Hi, I have an issue with my flask web app that I'm not able to reproduce locally.

I don't have a database, my data is loaded from a file in a few dictionaries kept in memory. I'm not doing any multithreading myself and to my knowledge neither are my dependencies.

But when I add an entry to my dict in memory, I'm not able to retrieve it back consistently. I've added a few debugging logs: the id() of the dict, the thread id and the len() of the dict.

The result of multiple successive calls:

  • The thread id is always the same
  • The dict id() is always the same
  • The dict len() varies randomly between the old and new value

Any idea of what could cause this?

Your web app runs in multiple processes - one per worker.

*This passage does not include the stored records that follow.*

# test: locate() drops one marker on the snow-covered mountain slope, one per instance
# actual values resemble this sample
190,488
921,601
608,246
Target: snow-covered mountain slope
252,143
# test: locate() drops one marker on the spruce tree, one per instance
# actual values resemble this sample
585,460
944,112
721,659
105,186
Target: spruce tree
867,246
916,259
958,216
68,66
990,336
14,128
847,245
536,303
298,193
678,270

Any "global" variables will have the values that they were assigned in a particular worker, and that will not be available in other workers. If you need values that are consistent across workers, you will need to use external storage of some sort (like a database or a file on the filesystem)

Is there any way to reduce the number of workers to 1 for the time being?

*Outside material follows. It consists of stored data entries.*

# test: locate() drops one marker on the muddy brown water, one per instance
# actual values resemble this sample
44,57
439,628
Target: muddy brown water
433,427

Sure! I've updated the configuration for your site, and if you reload it now, it will come back up with one worker. Just let us know when you're ready for us to change it back.

Thanks! It fixes my problem as far as I can tell.

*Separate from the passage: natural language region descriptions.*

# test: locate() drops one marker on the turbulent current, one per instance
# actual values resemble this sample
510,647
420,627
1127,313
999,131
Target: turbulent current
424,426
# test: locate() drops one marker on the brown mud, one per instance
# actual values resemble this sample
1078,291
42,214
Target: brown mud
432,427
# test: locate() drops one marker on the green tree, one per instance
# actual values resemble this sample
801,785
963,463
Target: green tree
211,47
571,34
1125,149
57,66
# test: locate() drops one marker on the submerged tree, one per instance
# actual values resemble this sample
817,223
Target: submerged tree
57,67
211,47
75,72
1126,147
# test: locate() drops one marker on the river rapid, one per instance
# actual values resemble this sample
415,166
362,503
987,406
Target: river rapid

Can you provide me some information about how I could try to reproduce the issue locally? I've tried to launch my flask app with threaded=True but it's not enough.

hmm how did you launch your flask app locally?

I've tried a few variations of app.run() in a main after importing files that initialize my data.

Hmm, I think the problem is that using multithreading starts a number of threads within the same process, but they because they're in the same process, they all have access to the same memory. Flask's development server (the one you start with app.run) is quite different to production environments -- it's really only mean for basic testing.

The best way to test this thoroughly on your own machine would be to use a "production-style" environment -- that is, use one of the tools that someone would use to deploy it on a server. The specific one we use on PythonAnywhere would probably be excessively hard to configure, so I'd suggest using Gunicorn for testing. You can tell it to start up a number of worker processes from the command-line -- Flask's documentation on using it is pretty good.